Winter School on Applied Algebra and Coding Theory

January 21-27, 2018, University of Würzburg

Description

The main objective of this Winter School is to treat topics of coding theory which are usually mentioned in graduate level courses but not explained in details. These topics are important from both theoretical and practical point of view.

The Winter School is targeted to graduate students (MSc) and early stage PhD students in Mathematics, Computer Science or Electrical Engineering. The participants are assumed to have a basic knowledge of the theory of error correcting codes.

Schedule

Monday, Jan 22

    • 09:00 - 12:00 Shannon lecture (P Müller)

    • 14:00 - 17:00 Complexity + McEliece Lecture (GP Nagy)

Tuesday, Jan 23

    • 09:00 - 12:00 SageLab about Shannon, Complexity and McEliece

    • 14:00 - 17:00 Delsarte Lecture (P Müller)

Wednesday, Jan 24

    • 09:00 - 12:00 SageLab about Delsarte; continuation of other SageLabs

    • 14:00 - 17:00 Rank-metric codes Lecture (A Wachter-Zeh)

    • 19:30 Dinner

Thursday, Jan 25

    • 09:00 - 12:00 SageLab about Rank-metric codes

    • Afternoon: Free program

Friday, Jan 26

    • 09:00 - 16:00 Poster preparation (results)

Locations

Lecture room

  • The university Campus Hubland Süd can be reached from the city center by bus line 10 (Bus stops "Äußeres Hubland" and "Hubland/Mensa" are good) and bus line 14 (Bus stops "Am Hubland" and "Mathematisches Institut" are good).
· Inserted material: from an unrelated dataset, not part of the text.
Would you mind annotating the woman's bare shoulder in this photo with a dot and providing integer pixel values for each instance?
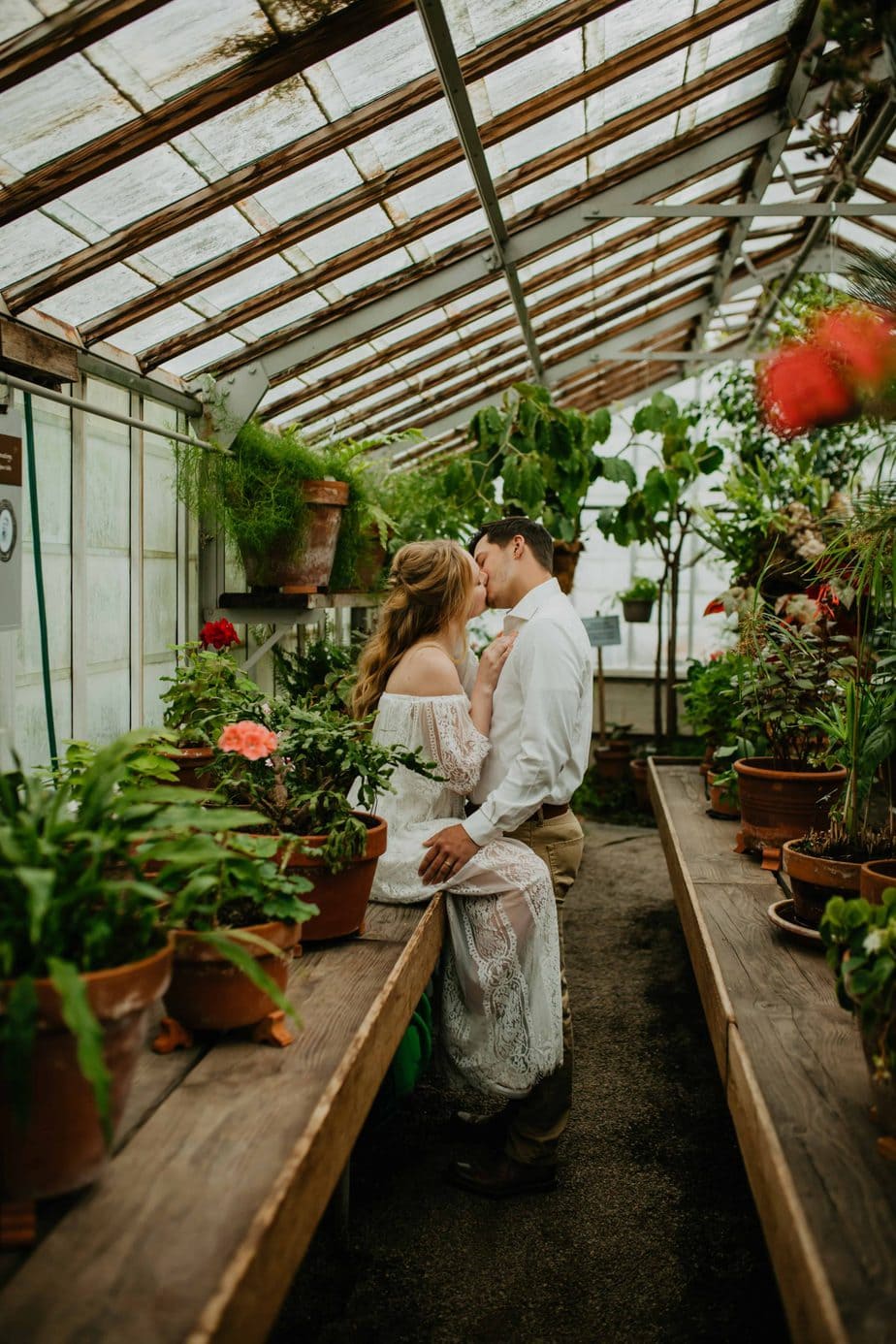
(425, 669)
  • The Winter School will take place in the seminar room 'SE 10' of the Institute of Physics on the Campus Hubland Süd. (Once you are in the truly labyrinthic Physics building, follow the signs for SE 10 or Seminarraum 10.)
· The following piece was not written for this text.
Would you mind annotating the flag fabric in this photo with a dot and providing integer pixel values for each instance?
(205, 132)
  • (The Institute of Mathematics of the University of Würzburg is on the Campus Hubland Nord, and can be found here. There will be no lectures.)

Lectures

  • Shannon's Capacity Theorems for binary symmetric channels

  • Complexity of decoding, McEliece Cryptosystems, post-quantum cryptography

  • Delsarte's LP bounds for codes

  • Rank-metric codes and their applications

The participants will prepare projects and posters related to the lectures, including programming and implementations of coding theoretic algorithms in the computer algebra system SAGE.